Aunque aquella noche no tuve ningún sueño, mi mente tampoco descansó del todo. Durante las largas horas de oscuridad una imagen me venía una y otra vez a la cabeza: la imagen de George Isley perdiéndose en el desierto bajo la luz de la luna. Con un ágil movimiento, la noche dejaba caer su capucha sobre su figura y él se fundía misteriosamente con esa entidad inmutable que envuelve al pasado con su manto. Una inmensa mano envuelta en sombras, suave como si estuviera enfundada en un guante pero labrada en granito, salía de debajo y se estiraba a lo largo de cientos de leguas de desierto para atraparle. Entonces, él desaparecía.

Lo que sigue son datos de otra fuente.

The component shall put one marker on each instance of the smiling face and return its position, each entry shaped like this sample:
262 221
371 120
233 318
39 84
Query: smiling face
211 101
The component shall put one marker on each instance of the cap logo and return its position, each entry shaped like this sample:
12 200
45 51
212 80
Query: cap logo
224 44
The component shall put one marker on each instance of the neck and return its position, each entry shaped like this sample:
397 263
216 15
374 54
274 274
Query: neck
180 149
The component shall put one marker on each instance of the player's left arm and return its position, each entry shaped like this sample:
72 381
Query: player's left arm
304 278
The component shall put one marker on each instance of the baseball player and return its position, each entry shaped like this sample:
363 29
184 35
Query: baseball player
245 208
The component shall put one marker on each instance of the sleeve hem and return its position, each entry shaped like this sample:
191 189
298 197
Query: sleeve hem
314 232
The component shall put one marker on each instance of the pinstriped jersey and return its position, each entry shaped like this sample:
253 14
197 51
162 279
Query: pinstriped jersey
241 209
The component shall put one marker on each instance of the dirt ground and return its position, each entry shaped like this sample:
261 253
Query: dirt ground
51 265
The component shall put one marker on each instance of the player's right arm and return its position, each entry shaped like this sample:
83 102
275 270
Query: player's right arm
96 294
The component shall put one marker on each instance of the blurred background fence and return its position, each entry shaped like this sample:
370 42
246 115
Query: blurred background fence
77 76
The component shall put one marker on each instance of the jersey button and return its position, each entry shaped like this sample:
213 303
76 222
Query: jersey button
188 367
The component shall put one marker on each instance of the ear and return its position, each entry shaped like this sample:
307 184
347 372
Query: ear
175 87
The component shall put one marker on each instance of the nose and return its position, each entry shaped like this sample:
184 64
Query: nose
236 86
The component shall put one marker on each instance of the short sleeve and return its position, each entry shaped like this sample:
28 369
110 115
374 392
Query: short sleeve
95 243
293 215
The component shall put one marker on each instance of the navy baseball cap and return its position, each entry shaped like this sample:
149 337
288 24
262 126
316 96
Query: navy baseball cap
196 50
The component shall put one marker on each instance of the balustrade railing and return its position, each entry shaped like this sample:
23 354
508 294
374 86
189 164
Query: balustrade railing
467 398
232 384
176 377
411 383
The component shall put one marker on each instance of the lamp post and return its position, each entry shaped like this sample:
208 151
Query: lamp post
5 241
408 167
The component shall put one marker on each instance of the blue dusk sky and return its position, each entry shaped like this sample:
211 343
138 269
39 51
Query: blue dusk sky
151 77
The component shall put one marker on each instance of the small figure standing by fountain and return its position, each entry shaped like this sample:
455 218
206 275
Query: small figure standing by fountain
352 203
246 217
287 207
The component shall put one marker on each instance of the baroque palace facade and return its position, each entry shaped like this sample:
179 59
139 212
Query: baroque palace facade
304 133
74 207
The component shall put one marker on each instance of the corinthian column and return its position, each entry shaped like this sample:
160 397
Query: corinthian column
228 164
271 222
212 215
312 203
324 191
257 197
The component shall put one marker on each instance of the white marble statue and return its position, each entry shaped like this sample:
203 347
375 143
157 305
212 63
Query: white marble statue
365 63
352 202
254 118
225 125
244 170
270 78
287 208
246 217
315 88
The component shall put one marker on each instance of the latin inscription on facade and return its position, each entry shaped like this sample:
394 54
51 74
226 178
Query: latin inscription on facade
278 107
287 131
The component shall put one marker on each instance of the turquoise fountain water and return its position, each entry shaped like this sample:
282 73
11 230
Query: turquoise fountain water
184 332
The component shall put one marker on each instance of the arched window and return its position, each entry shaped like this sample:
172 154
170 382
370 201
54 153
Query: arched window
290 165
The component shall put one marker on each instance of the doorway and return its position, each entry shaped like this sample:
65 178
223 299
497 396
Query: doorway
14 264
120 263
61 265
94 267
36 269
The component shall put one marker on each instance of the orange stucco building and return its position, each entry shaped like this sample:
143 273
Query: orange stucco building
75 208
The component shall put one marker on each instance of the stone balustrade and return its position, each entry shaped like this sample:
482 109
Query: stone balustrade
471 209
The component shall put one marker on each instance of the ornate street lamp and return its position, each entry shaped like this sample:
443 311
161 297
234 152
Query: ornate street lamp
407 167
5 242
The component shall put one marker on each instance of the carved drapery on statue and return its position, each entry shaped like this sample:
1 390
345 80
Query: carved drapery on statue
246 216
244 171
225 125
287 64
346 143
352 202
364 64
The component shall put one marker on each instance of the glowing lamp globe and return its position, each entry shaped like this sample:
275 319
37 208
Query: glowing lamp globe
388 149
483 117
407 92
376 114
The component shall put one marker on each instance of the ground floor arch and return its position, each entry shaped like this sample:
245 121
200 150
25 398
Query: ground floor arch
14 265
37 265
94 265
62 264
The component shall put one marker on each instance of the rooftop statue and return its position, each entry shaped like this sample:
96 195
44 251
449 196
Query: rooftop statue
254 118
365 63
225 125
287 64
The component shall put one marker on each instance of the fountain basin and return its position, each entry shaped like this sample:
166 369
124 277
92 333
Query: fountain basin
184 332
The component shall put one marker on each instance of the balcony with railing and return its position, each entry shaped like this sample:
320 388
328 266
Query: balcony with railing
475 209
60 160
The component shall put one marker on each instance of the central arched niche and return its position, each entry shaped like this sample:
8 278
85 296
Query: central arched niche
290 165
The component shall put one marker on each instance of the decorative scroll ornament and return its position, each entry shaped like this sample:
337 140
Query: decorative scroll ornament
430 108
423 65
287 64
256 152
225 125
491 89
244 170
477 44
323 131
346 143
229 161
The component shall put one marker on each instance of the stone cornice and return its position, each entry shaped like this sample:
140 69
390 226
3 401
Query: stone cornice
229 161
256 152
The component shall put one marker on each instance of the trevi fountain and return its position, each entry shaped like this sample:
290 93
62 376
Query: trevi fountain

¡Se habla mucho de la inmovilidad del desierto y de su falta de expresividad! Pues bien, aquella noche yo lo vi moverse, y correr. Marchaba a toda prisa en pos de él. ¿Se entiende lo que quiero decir? ¡No, claro! Pero ésa es la extraña impresión que produce cuando comienza a agitarse; y el momento más terrible llega cuando… consciente de la propia impotencia… uno termina por rendirse y lo único que se desea es ser devorado. Se le deja acercarse sin hacer nada. George Isley había hablado de una tela de araña. Desde luego, se trata de algún poder primordial que se oculta tras el encanto superficial de eso que las gentes llaman el embrujo de Egipto. No es algo que se aprecie a simple vista. Se encuentra junto al Antiguo Egipto: bajo tierra. Tras la quietud de esos días ardientes en que no sopla el viento, tras la paz de las noches sosegadas e inmensas, permanece al acecho, monstruoso e irresistible, sin que nadie lo advierta. Mi mente era tan incapaz de asimilar aquella idea como el hecho de que nuestro sistema solar, con toda su cohorte de satélites y planetas, recorra anualmente varios millones de millas a toda velocidad en dirección a una estrella en la constelación de Hércules, sin que, aparentemente, dicha constelación parezca hallarse más próxima de lo que estaba hace seis mil años. Sin embargo, aquello me dio una pista. A George Isley, con toda su cohorte de pensamientos, de vivencias y de sentimientos, también le estaban arrastrando. Y yo, un satélite menor, sentía igualmente esa terrible fuerza de arrastre. Era algo impresionante… y en la cresta de aquella inmensa ola me quedé dormido.